- Theatrical release poster
- Directed by: Alex Holmes
- Screenplay by: Alex Holmes
- Produced by: James Erskine; Victoria Gregory; Sam Brayshaw;
- Starring: Greg LeMond; Kathy LeMond; Cyrille Guimard; Pedro Delgado; Laurent Fignon;
- Cinematography: Ryan Earl Parker; Tristan Chenais; Giuseppe Truppi;
- Edited by: Paul Monaghan; Gibran Ramos;
- Music by: Samuel Sim
- Production companies: MRC; New Black Films;
- Distributed by: Roadside Attractions (United States); Dogwoof (United Kingdom);
- Release date: 2 September 2022 (Telluride);
- Running time: 96 minutes
- Countries: United States; United Kingdom;
- Language: English
- Box office: $253,770

= The Last Rider =

2022 documentary about Greg LeMond

The Last Rider is a 2022 sports documentary film directed by Alex Holmes, about the American Tour De France winning cyclist Greg LeMond. It features contributions from LeMond himself, as well as his wife, and his former cycling manager, as well as his former teammates and rivals.

==Synopsis==
Greg LeMond in 1986 became the first non-European professional cyclist to win the Tour de France. He then recovered from a near-fatal shooting accident during an off-season hunting trip to win the 1989 Tour de France in Paris, on the Champs-Élysées, in dramatic style. A winning margin after three weeks of racing of only eight seconds, over his former teammate Laurent Fignon, made it the closest finish in the history of the race.

==Cast==
- Greg LeMond
- Kathy LeMond
- Cyrille Guimard
- Pedro Delgado
- Laurent Fignon (archive interviews)

==Production==
The project was announced in June 2020. Directed by Alex Holmes, the film is produced by James Erskine, Victoria Gregory and Sam Brayshaw as a New Black Films production. The film features interviews with Greg and Kathy LeMond, French cycling director sportif Cyrille Guimard and Tour de France winner Pedro Delgado, as well as archive footage of interviews with the late double-Tour winner and Lemond rival Laurent Fignon.

==Release==
The Last Rider premiered at the 2022 Telluride Film Festival.

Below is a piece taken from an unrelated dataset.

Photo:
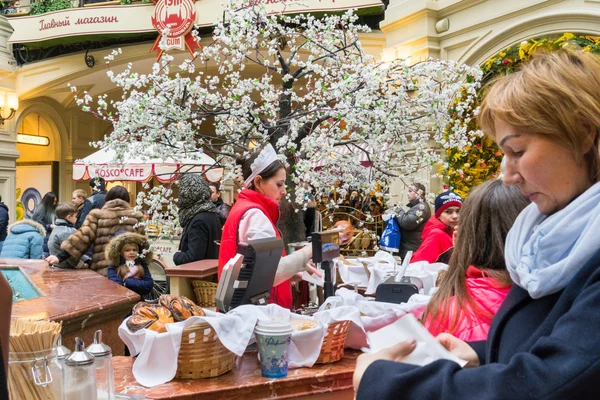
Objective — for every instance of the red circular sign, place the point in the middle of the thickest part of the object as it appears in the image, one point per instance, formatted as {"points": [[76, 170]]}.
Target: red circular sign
{"points": [[177, 15]]}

The film was released in select theatres on June 23, 2023 by Roadside Attractions.

==Reception==
On the review aggregator website Rotten Tomatoes, The Last Rider holds an approval rating of 96% based on 23 reviews.

Wendy Ide for The Guardian said that Lemond made for a "likeable protagonist" and this combined with the thrilling denouncement made the film was "exciting and affecting". Kevin Maher in The Times gave the film four stars and described it as "more compelling than any sports fiction film".